A GREAT contended DISCOVERY OF ‘80 (OR MAYBE ‘70 we would say), SYMBOL OF CONTROVERSIAL LOGIC SYSTEM of the programmed obsolescence SCHEDULED by commercial rules,
BUT ALSO TIED TO CONTINUE AND DENIED technological developments.
It is also a BRIDGE, the CONCRETE vehicle THAT ACTUALLY connected the MEN to THE REALITY OF CONTROLLERS and softwares, BECOMING EXTENSION and translator of our thoughts.
“So was what (Steve) Jobs took from Xerox the idea of the mouse?
Not quite,because Xerox never owned the idea of the mouse.
The PARC researchers got it from the computer scientist Douglas Engelbart, at Stanford Research Institute, fifteen minutes away on the other side of the university campus.
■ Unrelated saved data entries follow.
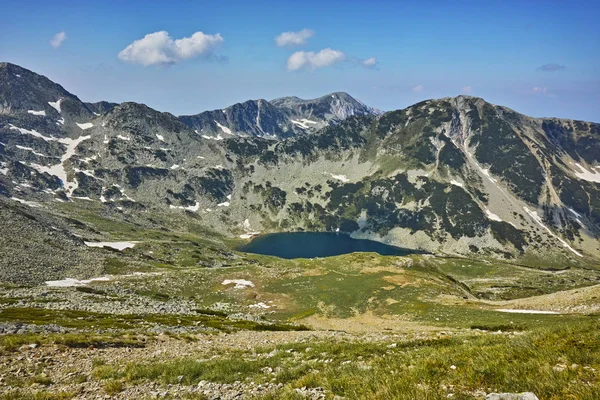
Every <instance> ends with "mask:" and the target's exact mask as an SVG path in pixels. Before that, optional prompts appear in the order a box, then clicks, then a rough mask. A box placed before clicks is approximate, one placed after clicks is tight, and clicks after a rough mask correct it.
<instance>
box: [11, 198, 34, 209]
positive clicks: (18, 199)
mask: <svg viewBox="0 0 600 400" xmlns="http://www.w3.org/2000/svg"><path fill="white" fill-rule="evenodd" d="M10 199H11V200H13V201H16V202H19V203H21V204H25V205H26V206H29V207H34V208H37V207H41V205H40V203H36V202H35V201H27V200H23V199H18V198H16V197H11V198H10Z"/></svg>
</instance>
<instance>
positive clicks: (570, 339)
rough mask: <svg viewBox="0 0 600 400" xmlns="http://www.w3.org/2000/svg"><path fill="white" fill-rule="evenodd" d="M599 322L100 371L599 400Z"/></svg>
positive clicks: (378, 390)
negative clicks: (567, 326) (500, 393)
mask: <svg viewBox="0 0 600 400" xmlns="http://www.w3.org/2000/svg"><path fill="white" fill-rule="evenodd" d="M599 328H600V325H599V324H598V322H597V321H595V322H590V323H587V324H584V325H578V326H575V327H560V328H542V329H538V330H535V331H533V332H528V333H520V334H508V335H506V334H503V335H489V334H479V335H467V336H444V335H442V336H438V337H436V338H432V339H416V340H412V341H405V342H380V343H366V342H355V343H344V342H329V341H323V342H313V343H310V344H286V345H281V346H277V347H275V348H263V349H257V350H256V354H254V353H253V354H250V353H239V354H229V355H228V356H225V357H222V358H218V359H215V360H204V361H203V360H197V359H193V358H182V359H177V360H172V361H165V362H161V361H157V362H151V363H142V364H134V363H129V364H125V365H102V366H97V367H96V368H95V370H94V372H93V377H94V379H99V380H107V382H122V381H125V382H129V383H131V384H135V383H138V382H142V381H152V382H160V383H162V384H177V383H183V384H194V383H195V382H198V381H199V380H208V381H212V382H219V383H232V382H234V381H236V380H240V381H243V380H252V381H254V382H257V383H260V382H266V381H268V380H270V379H271V377H273V378H274V379H275V381H276V382H279V383H282V384H284V385H285V386H284V388H283V389H282V390H281V391H279V392H276V393H272V394H270V395H268V396H266V397H264V398H289V397H286V396H288V395H289V393H291V392H292V390H293V389H294V388H302V387H309V388H315V387H320V388H324V389H325V390H326V391H327V393H329V394H330V396H331V397H332V396H335V395H337V396H344V397H346V398H352V399H392V398H393V399H414V398H427V399H445V398H447V397H448V395H449V394H453V396H454V397H456V398H460V399H477V398H480V397H481V395H478V394H477V393H481V392H484V393H485V392H487V393H489V392H491V391H496V392H501V391H504V390H506V389H509V390H511V391H514V392H519V391H533V392H534V393H536V394H537V395H538V396H539V397H540V398H543V399H557V400H558V399H565V398H577V399H590V400H591V399H595V398H598V396H600V377H599V376H598V374H597V373H596V372H595V371H597V370H598V369H599V368H600V338H599V337H598V335H597V330H598V329H599ZM265 371H267V372H265ZM268 371H274V372H273V374H272V375H271V374H269V373H268ZM286 393H287V394H286ZM274 396H275V397H274ZM328 398H330V397H328Z"/></svg>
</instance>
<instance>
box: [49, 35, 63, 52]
mask: <svg viewBox="0 0 600 400" xmlns="http://www.w3.org/2000/svg"><path fill="white" fill-rule="evenodd" d="M65 40H67V34H66V33H65V32H64V31H63V32H58V33H57V34H56V35H54V36H52V39H50V46H52V47H54V48H55V49H58V48H59V47H60V46H61V45H62V44H63V42H64V41H65Z"/></svg>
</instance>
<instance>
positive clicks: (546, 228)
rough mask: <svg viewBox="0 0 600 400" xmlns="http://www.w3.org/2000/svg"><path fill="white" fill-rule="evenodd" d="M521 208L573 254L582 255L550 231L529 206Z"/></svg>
mask: <svg viewBox="0 0 600 400" xmlns="http://www.w3.org/2000/svg"><path fill="white" fill-rule="evenodd" d="M523 209H524V210H525V212H526V213H527V215H529V216H530V217H531V219H533V220H534V221H535V222H536V223H537V224H538V225H539V226H541V227H542V228H544V229H545V230H546V231H548V233H549V234H550V235H551V236H553V237H555V238H556V239H558V241H559V242H560V243H561V244H562V245H563V246H564V247H566V248H567V249H569V250H571V251H572V252H573V253H574V254H575V255H577V256H579V257H583V254H581V253H579V252H577V250H575V249H574V248H572V247H571V246H570V245H569V244H568V243H567V242H565V241H564V240H563V239H562V238H560V237H558V236H557V235H555V234H554V232H552V231H551V230H550V228H548V227H547V226H546V225H544V223H543V222H542V219H541V218H540V216H539V215H538V213H537V211H531V210H530V209H529V208H527V207H523Z"/></svg>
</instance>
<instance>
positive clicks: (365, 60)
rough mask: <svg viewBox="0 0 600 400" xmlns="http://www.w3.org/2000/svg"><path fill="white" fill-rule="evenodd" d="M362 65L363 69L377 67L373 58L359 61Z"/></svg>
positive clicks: (369, 58) (370, 58) (376, 60)
mask: <svg viewBox="0 0 600 400" xmlns="http://www.w3.org/2000/svg"><path fill="white" fill-rule="evenodd" d="M361 63H362V65H364V66H365V67H374V66H375V65H377V59H376V58H375V57H371V58H367V59H366V60H362V61H361Z"/></svg>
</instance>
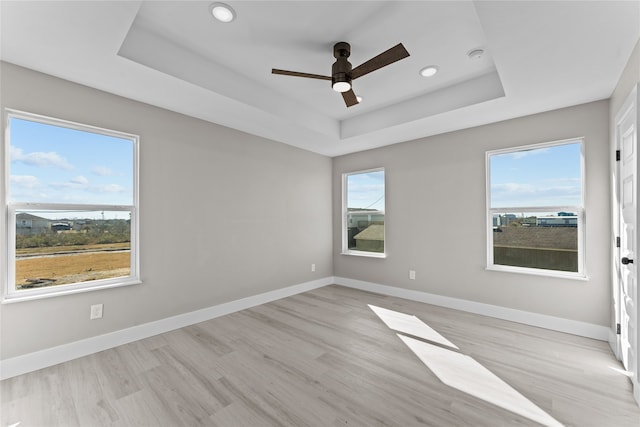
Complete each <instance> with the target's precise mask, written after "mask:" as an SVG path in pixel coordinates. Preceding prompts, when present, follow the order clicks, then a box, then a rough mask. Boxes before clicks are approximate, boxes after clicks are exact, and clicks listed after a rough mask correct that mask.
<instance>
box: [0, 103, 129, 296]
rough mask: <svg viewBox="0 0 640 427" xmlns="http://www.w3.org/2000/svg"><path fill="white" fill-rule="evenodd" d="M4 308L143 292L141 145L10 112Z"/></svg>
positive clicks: (109, 135) (117, 134)
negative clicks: (31, 299)
mask: <svg viewBox="0 0 640 427" xmlns="http://www.w3.org/2000/svg"><path fill="white" fill-rule="evenodd" d="M5 162H6V164H5V166H6V167H5V168H4V169H5V171H6V174H5V176H4V179H5V189H6V195H5V199H6V200H5V215H6V216H7V221H6V224H7V230H6V236H7V239H6V241H7V245H8V247H7V248H6V249H7V250H6V251H5V250H3V253H5V254H6V258H5V259H3V264H5V265H6V266H7V268H6V269H5V271H6V277H3V282H4V283H5V285H4V292H3V298H4V300H5V301H12V300H14V301H16V300H24V299H32V298H39V297H44V296H52V295H60V294H67V293H73V292H79V291H85V290H88V289H95V288H105V287H112V286H120V285H127V284H133V283H139V271H138V270H139V268H138V250H137V249H138V177H137V173H138V137H137V136H134V135H129V134H125V133H122V132H115V131H110V130H105V129H99V128H95V127H91V126H86V125H81V124H77V123H71V122H66V121H62V120H57V119H53V118H48V117H43V116H38V115H34V114H29V113H23V112H19V111H14V110H7V114H6V138H5Z"/></svg>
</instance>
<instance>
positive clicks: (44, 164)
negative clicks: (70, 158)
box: [11, 146, 73, 170]
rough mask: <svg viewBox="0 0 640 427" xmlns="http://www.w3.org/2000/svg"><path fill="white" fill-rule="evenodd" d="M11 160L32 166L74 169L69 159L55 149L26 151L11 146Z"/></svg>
mask: <svg viewBox="0 0 640 427" xmlns="http://www.w3.org/2000/svg"><path fill="white" fill-rule="evenodd" d="M11 161H12V162H20V163H24V164H26V165H30V166H42V167H57V168H61V169H65V170H71V169H73V166H72V165H71V164H70V163H69V162H67V159H65V158H64V157H62V156H61V155H59V154H58V153H56V152H54V151H49V152H44V151H34V152H32V153H25V152H24V151H23V150H22V149H21V148H18V147H13V146H12V147H11Z"/></svg>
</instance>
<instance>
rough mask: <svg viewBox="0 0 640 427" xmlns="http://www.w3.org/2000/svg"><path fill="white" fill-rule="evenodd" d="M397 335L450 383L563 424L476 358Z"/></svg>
mask: <svg viewBox="0 0 640 427" xmlns="http://www.w3.org/2000/svg"><path fill="white" fill-rule="evenodd" d="M398 337H400V339H401V340H402V341H404V343H405V344H406V345H407V346H408V347H409V348H410V349H411V350H412V351H413V352H414V353H415V354H416V356H418V358H419V359H420V360H421V361H422V363H424V364H425V365H427V367H428V368H429V369H431V371H432V372H433V373H434V374H435V375H436V376H437V377H438V378H439V379H440V381H442V382H443V383H444V384H446V385H448V386H449V387H453V388H455V389H457V390H460V391H462V392H464V393H467V394H470V395H472V396H475V397H477V398H478V399H482V400H484V401H485V402H489V403H492V404H494V405H496V406H499V407H501V408H503V409H506V410H508V411H511V412H514V413H516V414H518V415H522V416H523V417H526V418H528V419H530V420H532V421H536V422H538V423H540V424H542V425H545V426H562V424H560V423H559V422H558V421H557V420H555V419H554V418H553V417H551V416H550V415H549V414H547V413H546V412H544V411H543V410H542V409H540V408H539V407H537V406H536V405H535V404H533V403H532V402H531V401H530V400H529V399H527V398H526V397H524V396H523V395H521V394H520V393H518V391H516V390H515V389H514V388H513V387H511V386H510V385H509V384H507V383H506V382H504V381H502V380H501V379H500V378H498V377H497V376H496V375H495V374H493V373H492V372H491V371H489V370H488V369H487V368H485V367H484V366H482V365H481V364H480V363H478V362H476V361H475V360H474V359H473V358H471V357H469V356H467V355H464V354H461V353H457V352H454V351H450V350H447V349H444V348H442V347H438V346H435V345H432V344H428V343H425V342H423V341H419V340H416V339H413V338H409V337H405V336H404V335H400V334H398Z"/></svg>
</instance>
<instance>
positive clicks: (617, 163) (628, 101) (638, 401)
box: [610, 84, 640, 405]
mask: <svg viewBox="0 0 640 427" xmlns="http://www.w3.org/2000/svg"><path fill="white" fill-rule="evenodd" d="M639 87H640V84H636V85H635V86H634V87H633V89H632V90H631V91H630V93H629V95H627V97H626V98H625V101H624V103H623V104H622V106H621V107H620V108H619V109H618V111H616V114H615V121H614V123H613V138H614V139H613V145H614V147H615V150H614V153H613V154H614V155H613V156H612V163H613V164H612V171H613V183H612V185H613V192H612V198H613V206H612V208H613V211H614V212H613V218H612V219H613V221H612V230H613V233H614V238H613V251H612V291H613V295H612V296H613V305H612V309H613V320H614V323H613V335H614V338H613V339H612V340H611V341H610V344H611V347H612V349H613V351H614V353H615V355H616V358H617V359H618V360H622V346H621V336H620V335H619V334H618V333H617V325H619V324H620V323H621V310H622V307H621V288H620V286H621V281H620V279H621V274H620V264H621V256H622V255H621V248H619V247H618V246H617V245H616V238H617V237H619V236H620V227H621V225H622V218H621V206H620V191H621V188H620V182H619V180H620V162H618V161H617V160H616V156H615V153H616V152H617V151H618V150H620V149H621V147H620V140H619V135H618V126H619V124H620V123H621V121H622V119H623V118H624V117H626V114H628V111H629V109H630V108H634V109H635V112H634V114H635V115H636V125H635V134H636V156H637V159H638V163H637V164H638V165H640V156H639V155H638V154H639V153H638V152H637V150H638V148H639V146H640V140H639V137H640V134H639V131H638V126H640V89H639ZM637 175H638V171H637V170H636V176H637ZM638 183H640V180H638ZM634 191H635V193H636V194H635V195H634V196H635V199H636V200H638V194H640V191H639V189H638V188H635V189H634ZM636 222H640V216H636ZM639 225H640V224H636V237H635V239H636V244H637V245H639V244H640V240H639V239H638V237H640V233H639V232H638V230H639V229H640V227H639ZM636 250H640V248H636ZM637 276H640V275H639V274H638V272H637ZM638 278H639V277H636V295H635V299H636V301H635V302H636V304H635V309H636V313H635V316H636V336H635V337H634V338H635V340H634V341H635V349H634V350H635V353H634V354H635V356H636V360H635V366H636V367H637V368H636V371H640V360H638V359H639V358H640V357H639V355H638V350H640V292H638V288H639V286H638V284H639V281H638V280H637V279H638ZM630 379H631V382H632V384H633V395H634V398H635V400H636V402H637V403H638V404H639V405H640V372H633V373H632V375H631V376H630Z"/></svg>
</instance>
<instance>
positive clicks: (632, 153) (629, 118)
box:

Engelbart dreamed up the idea of moving the cursor around the screen with a stand-alone mechanical ‘animal’ back in the mid- nineteen-sixties. His mouse was a bulky, rectangular affair, with what looked like steel roller-skate wheels.
If you lined up Engelbart’s mouse, Xerox’s mouse, and Apple’s mouse, you would not see the serial reproduction of an object. You would see the ”evolution of a concept”.
“The mouse and keyboard won’t go away completely as they are an extremely fast and efficient way of interacting with computers, but we are going to see a lot more manipulating and placing of real life things,” says David Kurlander, formerly of Microsoft’s User Interface and Graphics Research Group.
“We’ll also see more pointing, speech, and combinations of these.” He also predicts that flat surfaces such as tabletops, walls or windows will be used as display screens, with images projected from personal projectors mounted on clothing or worn around the neck.